The AERMOD distribution map created for scenario 2 is given in Figure 7. In scenario 2, the predicted maximum daily PM₁₀ concentration was 1.0 μg/m³ on 4 January 2014. At the OIZ’s AQMS station, the modeled value was 0.1 μg/m³. Thus, the contribution of the industrial facilities outside the OIZ and Kayseri Free Zone (considered in scenario 2) to the PM₁₀ levels is very small.

4. Conclusions

When the average PM₁₀ concentrations that were measured in Kayseri, in 2020/2021, are considered, the average autumn/winter concentrations were always higher and above the EU Directive 2008/50/EC daily limit value (50 μg/m³). The highest PM₁₀ concentration occurred at the Hürriyet sampling point, in the autumn/winter (117.9 μg/m³), reflecting the significant contribution of residential heating to air pollution. The PM₁₀ concentrations were higher in the autumn/winter than in the spring, for all locations: 35.7% higher at Kocasinan (a sampling point mainly affected by residential heating), 54.0% higher at Tramvay (a sampling point mainly affected by traffic), and 51.4% higher at the OIZ (a sampling point affected by industry).
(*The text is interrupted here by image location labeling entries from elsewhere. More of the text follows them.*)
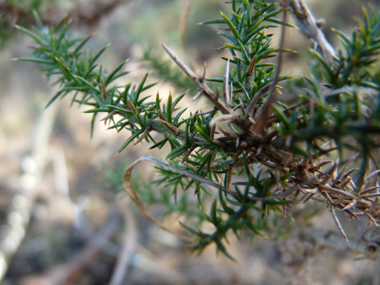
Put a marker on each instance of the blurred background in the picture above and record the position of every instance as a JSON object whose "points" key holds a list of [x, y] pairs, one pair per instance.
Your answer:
{"points": [[64, 218]]}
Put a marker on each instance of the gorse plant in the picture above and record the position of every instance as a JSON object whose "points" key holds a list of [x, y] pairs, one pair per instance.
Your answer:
{"points": [[259, 154]]}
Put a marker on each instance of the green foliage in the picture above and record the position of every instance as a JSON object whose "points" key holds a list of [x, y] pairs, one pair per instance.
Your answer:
{"points": [[245, 130]]}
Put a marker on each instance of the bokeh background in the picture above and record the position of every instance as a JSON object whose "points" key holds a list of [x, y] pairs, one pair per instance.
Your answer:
{"points": [[59, 187]]}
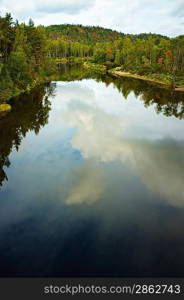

In the autumn/winter, the lowest average PM₁₀ concentration was determined at the Cumhuriyet (traffic) sampling point (55.1 μg/m³). In the spring period, the highest average PM₁₀ concentration (45.3 μg/m³) was obtained at the OIZ (industry) point, which was slightly above the EU Directive daily limit value and the WHO daily guideline value. The metal concentrations in PM₁₀ were determined by ICP-MS, and the major elements were Al, Fe, Mg, K, Na, and Ca. When the concentrations of the heavy metals (As, Ni, Cd, and Pb) were compared to the annual limit values in EU Directive 2008/50/EC, Pb and As were found to be higher in the autumn/winter. While As was found at high levels at the Kocasinan (heating) sampling point, Pb was detected above the limit at the OIZ (industry) sampling point. In the AERMOD modeling, the contribution of the 18 industrial point sources located at the OIZ to the maximum PM₁₀ concentration was 18.0 µg/m³. In spite of the recognized health impact by PM₁₀, PM_2.5 is considered more relevant in this respect [51]; thus, further studies should be performed focusing on PM_2.5 in the study area.